The DSI utilities are distributed under the GNU Lesser General Public License.
Highlights
The implementations available are a bit eclectic due to the particular kind of applications
we developed. Very broadly, we have:
- {@link it.unimi.dsi.lang.MutableString}, our answer to the Java {@link java.lang.String} class.
- {@link it.unimi.dsi.bits.BitVector} and its implementations—a high-performance but flexible set of bit vector classes.
- A {@link it.unimi.dsi.compression} package containing codecs for several types of encodings.
- {@link it.unimi.dsi.logging.ProgressLogger}, marking the progress of the (many) classes
we use that require hours of computation.

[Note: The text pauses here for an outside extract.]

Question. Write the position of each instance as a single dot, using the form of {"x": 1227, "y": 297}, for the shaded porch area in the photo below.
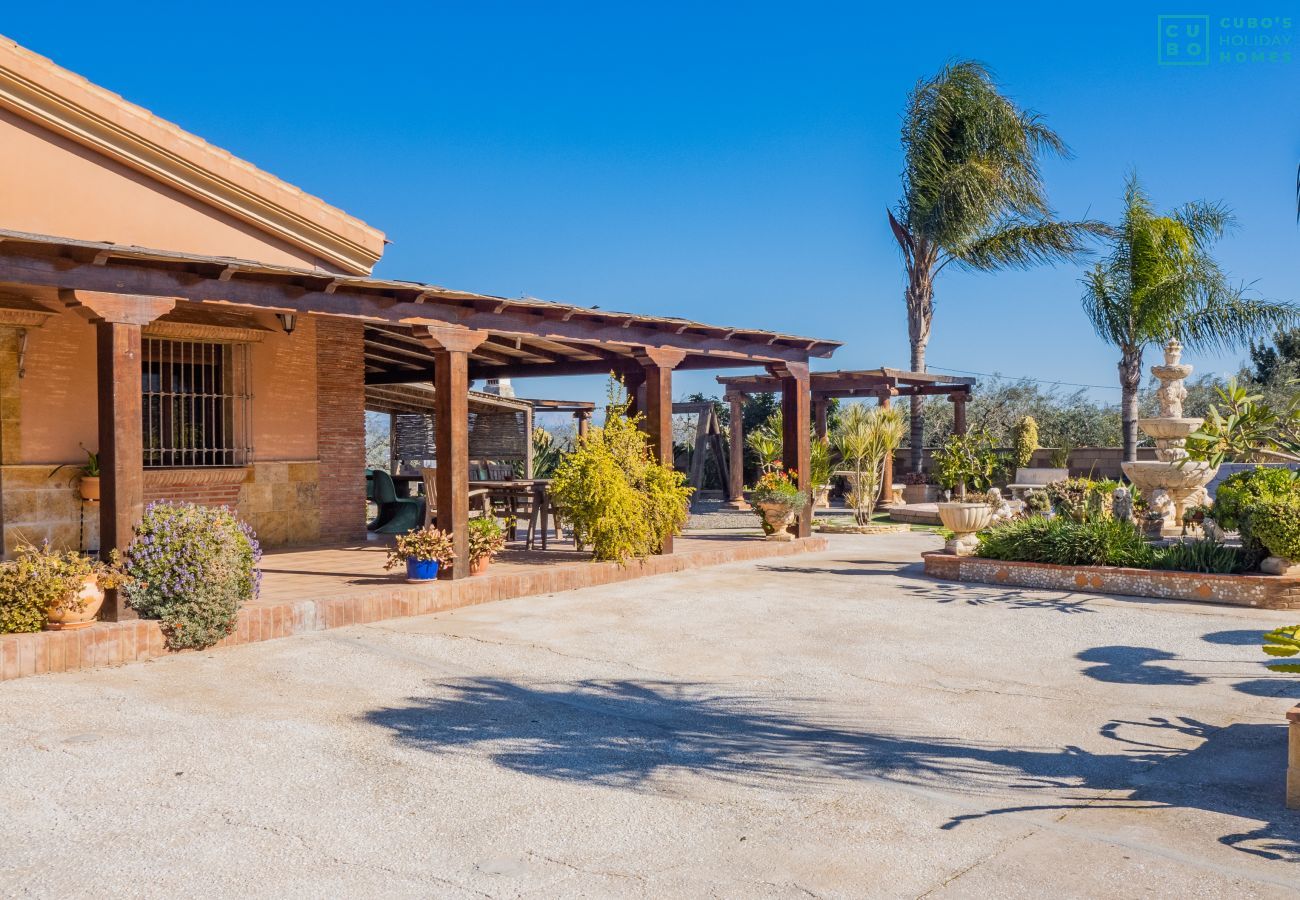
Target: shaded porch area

- The {@link it.unimi.dsi.parser.BulletParser}, that we use to parse HTML and XML.
- The {@link it.unimi.dsi.io I/O package}, containing fast version of several classes existing in {@link java.io}
and many useful classes to read easily text data (e.g., {@link it.unimi.dsi.io.FileLinesCollection}).
- The {@link it.unimi.dsi.util} package, containing {@linkplain it.unimi.dsi.util.ImmutableBinaryTrie tries},
{@linkplain it.unimi.dsi.util.ImmutableExternalPrefixMap immutable prefix maps}, {@linkplain it.unimi.dsi.util.BloomFilter Bloom filters},
a very comfortable {@link it.unimi.dsi.util.Properties} class and more.

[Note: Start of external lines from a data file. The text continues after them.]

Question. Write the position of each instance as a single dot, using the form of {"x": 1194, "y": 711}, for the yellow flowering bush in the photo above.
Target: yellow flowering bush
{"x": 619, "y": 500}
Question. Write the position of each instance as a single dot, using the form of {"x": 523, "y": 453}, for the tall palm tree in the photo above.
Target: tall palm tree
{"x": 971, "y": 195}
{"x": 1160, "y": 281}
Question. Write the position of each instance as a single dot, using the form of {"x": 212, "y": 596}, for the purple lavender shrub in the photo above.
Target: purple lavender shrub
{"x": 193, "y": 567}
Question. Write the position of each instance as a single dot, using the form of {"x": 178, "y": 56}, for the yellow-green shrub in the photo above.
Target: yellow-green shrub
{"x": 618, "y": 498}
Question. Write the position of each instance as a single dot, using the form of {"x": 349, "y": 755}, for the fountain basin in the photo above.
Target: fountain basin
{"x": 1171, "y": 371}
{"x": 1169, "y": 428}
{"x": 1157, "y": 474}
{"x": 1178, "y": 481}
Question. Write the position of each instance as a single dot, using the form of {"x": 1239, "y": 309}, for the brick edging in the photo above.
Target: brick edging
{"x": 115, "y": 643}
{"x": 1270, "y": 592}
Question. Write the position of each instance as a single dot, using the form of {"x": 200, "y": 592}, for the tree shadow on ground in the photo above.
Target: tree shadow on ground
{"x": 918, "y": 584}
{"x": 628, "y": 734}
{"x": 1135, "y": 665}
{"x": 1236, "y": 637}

- {@link it.unimi.dsi.util.XorShiftStarRandom}, a replacement for {@link java.util.Random} that is, really,
a better mousetrap.
- Lots of utility methods in {@link it.unimi.dsi.Util} (have a look!)
- Big versions of I/O and utility classes
in {@link it.unimi.dsi.big.io} and {@link it.unimi.dsi.big.util}.
Package Dependencies
The DSI utilities require Java ≥6 and use fastutil 6.4 or greater
for high-performance containers and algorithms. Command-line parsing and support requires JSAP.
They use also a number of useful libraries from the Jakarta commons project,
including collections,
lang,
configuration and
io.
All logging is performed using log4j.